For the national government, meanwhile, the Ministerial on Climate Action summit it is hosting on 23 March, in partnership with Canada and the European Union, sets an international stage from which to ratchet up near-term measures to reduce emissions and improve resilience alongside other major economies. This will build momentum towards the US-hosted Climate Leaders’ Summit a month later and allow China to further increase its commitment under the Paris Agreement, which requires all countries to raise their commitments ahead of November’s United Nations COP26 climate summit.

The UN Convention on Biodiversity COP15 summit China hosts in May could then steer the world towards a credible framework for reversing biodiversity loss and regenerating nature, which is crucial to mitigating climate change and adapting to the impacts we’re already experiencing.

China’s ricochet 

China is the world’s largest emitter, with 26 percent of greenhouse gases, and the largest coal investor, with nearly two-thirds of newly commissioned coal power capacity in 2019. But it’s also the world’s largest investor in renewable energy capacity, with $83 billion in 2019 (compared to around $55 billion each from the US and EU), and in electric buses, with 99 percent of the global share.

If China were to set net-zero requirements for its imports as well as exports of goods and services, its impact would ricochet beyond the country – fuelling the exponential growth of solutions such as renewables, batteries, green hydrogen and electric transport.

Through its Belt and Road Initiative and close relationships with developing countries, China could in particular promote clean, healthy, resilient infrastructure in favour of coal-fired power generation. This is crucial to stemming climate change and securing a more liveable future. As UN Secretary-General António Guterres has made clear, the world must stop building new coal plants now, stop financing coal projects and begin retiring existing plants so they are phased out globally by 2040.

The cities of Wuhan, Qingdao, Nanjing, Fuzhou, Dalian and Chengdu, and companies including JD Logistics, K-Boxing and LONGi Green Energy were early joiners in the Race to Zero in 2020, whose members now cover 12 percent of global GDP.

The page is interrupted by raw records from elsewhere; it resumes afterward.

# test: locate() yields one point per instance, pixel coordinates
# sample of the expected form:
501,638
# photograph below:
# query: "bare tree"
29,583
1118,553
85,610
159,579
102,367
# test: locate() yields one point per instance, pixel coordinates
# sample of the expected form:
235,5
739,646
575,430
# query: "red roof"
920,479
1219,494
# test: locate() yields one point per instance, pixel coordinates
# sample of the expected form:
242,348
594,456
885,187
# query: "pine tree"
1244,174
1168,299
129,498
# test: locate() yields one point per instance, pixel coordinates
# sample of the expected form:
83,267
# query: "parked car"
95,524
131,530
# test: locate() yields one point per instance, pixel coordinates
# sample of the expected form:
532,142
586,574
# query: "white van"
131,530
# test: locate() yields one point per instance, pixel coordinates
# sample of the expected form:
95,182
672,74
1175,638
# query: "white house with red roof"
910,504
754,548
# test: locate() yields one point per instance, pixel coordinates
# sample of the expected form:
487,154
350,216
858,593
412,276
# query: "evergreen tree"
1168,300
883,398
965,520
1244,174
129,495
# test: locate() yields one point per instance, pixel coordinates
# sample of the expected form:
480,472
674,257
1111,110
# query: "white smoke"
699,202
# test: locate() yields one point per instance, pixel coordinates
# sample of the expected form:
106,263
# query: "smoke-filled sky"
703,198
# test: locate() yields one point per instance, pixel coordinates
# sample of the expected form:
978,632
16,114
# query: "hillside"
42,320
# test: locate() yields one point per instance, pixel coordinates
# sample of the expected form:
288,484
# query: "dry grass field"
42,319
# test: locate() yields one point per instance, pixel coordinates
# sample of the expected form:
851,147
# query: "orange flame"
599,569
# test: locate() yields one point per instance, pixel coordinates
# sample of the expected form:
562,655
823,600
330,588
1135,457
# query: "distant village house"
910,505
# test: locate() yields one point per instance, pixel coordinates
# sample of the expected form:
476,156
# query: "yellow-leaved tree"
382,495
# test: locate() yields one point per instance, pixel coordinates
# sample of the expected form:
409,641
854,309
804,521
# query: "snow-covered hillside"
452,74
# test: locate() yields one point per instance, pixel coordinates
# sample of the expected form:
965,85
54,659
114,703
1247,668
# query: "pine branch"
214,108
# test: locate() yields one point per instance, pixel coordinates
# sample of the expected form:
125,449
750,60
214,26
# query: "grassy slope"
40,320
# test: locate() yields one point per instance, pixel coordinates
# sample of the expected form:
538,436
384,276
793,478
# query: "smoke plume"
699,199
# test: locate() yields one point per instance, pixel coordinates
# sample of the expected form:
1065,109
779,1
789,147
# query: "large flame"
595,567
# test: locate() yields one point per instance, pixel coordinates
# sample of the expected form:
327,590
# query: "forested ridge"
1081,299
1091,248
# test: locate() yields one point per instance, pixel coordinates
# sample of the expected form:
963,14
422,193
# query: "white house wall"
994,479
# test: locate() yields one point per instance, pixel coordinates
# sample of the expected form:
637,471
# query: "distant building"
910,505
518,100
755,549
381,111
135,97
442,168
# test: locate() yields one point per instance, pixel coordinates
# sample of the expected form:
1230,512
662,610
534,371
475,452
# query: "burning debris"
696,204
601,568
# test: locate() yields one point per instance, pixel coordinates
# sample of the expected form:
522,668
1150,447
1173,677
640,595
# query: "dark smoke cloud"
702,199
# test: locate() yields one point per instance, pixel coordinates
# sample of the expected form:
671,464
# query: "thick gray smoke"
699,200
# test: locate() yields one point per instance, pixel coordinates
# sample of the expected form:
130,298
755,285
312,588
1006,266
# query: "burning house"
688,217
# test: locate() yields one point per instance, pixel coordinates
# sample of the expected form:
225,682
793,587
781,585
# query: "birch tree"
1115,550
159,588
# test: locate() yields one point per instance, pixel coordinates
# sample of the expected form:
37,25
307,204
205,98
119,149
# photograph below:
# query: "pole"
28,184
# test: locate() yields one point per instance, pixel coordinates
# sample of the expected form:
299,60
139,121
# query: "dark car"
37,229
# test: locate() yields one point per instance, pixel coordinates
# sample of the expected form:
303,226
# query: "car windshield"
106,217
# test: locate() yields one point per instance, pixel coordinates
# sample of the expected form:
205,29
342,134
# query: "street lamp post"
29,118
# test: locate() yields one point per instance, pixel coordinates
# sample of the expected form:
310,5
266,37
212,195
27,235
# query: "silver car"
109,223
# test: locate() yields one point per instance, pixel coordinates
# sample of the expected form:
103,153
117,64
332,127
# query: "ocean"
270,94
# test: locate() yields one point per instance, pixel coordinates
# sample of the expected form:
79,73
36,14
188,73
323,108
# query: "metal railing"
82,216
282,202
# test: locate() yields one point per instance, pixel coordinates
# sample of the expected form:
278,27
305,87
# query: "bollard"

If China were to set net-zero requirements for its imports as well as exports of goods and services, its impact would ricochet beyond the country

Other private sector commitments to net zero emissions, announced following the national 2060 goal, are promising but still vague about plans for achieving them.

The country’s largest steelmaker, China Baowu Steel, aims to peak emissions in 2023, cut them by 30 percent by 2025 and reach net zero by 2050. Technology giant Tencent has indicated it will also decarbonize by 2050, while Ant Group, a key affiliate of Alibaba Group, says it will aim for 2030. State-run oil and gas companies, meanwhile, say they will count on methane gas and carbon offsets from forests to fulfill their net zero pledges.

A powerful next step for these Chinese companies would be to join the Race to Zero, which can help them access global expertise to develop credible and effective net zero plans.

This kind of leadership is sorely needed, because it will incite others to follow and set the world on track to meeting the Paris Agreement’s goal of limiting global warming to 1.5 degrees Celsius. New pledges submitted so far would only reduce emissions by 1 percent by 2030, from 2010 levels, according to UN Climate Change. The science, however, says we need to halve emissions between 2020 and 2030, while regenerating nature, for a best chance of staying within 1.5 degrees.

We know that China can drive fast transformation for the better. The country’s pursuit of clean air, for the health of its people, has resulted in a nearly 40 percent decline in particulate air pollution since 2013  – accounting for three-quarters of global reductions, according to the University of Chicago’s Energy Policy Institute.

Similarly, Chinese businesses, investors, cities and provinces have the power to turbo-charge the global race to zero emissions and greater resilience by mid-century by putting action behind the national government’s words. Now is their time to jump in – because they are already in the race to zero, whether they are ready or not.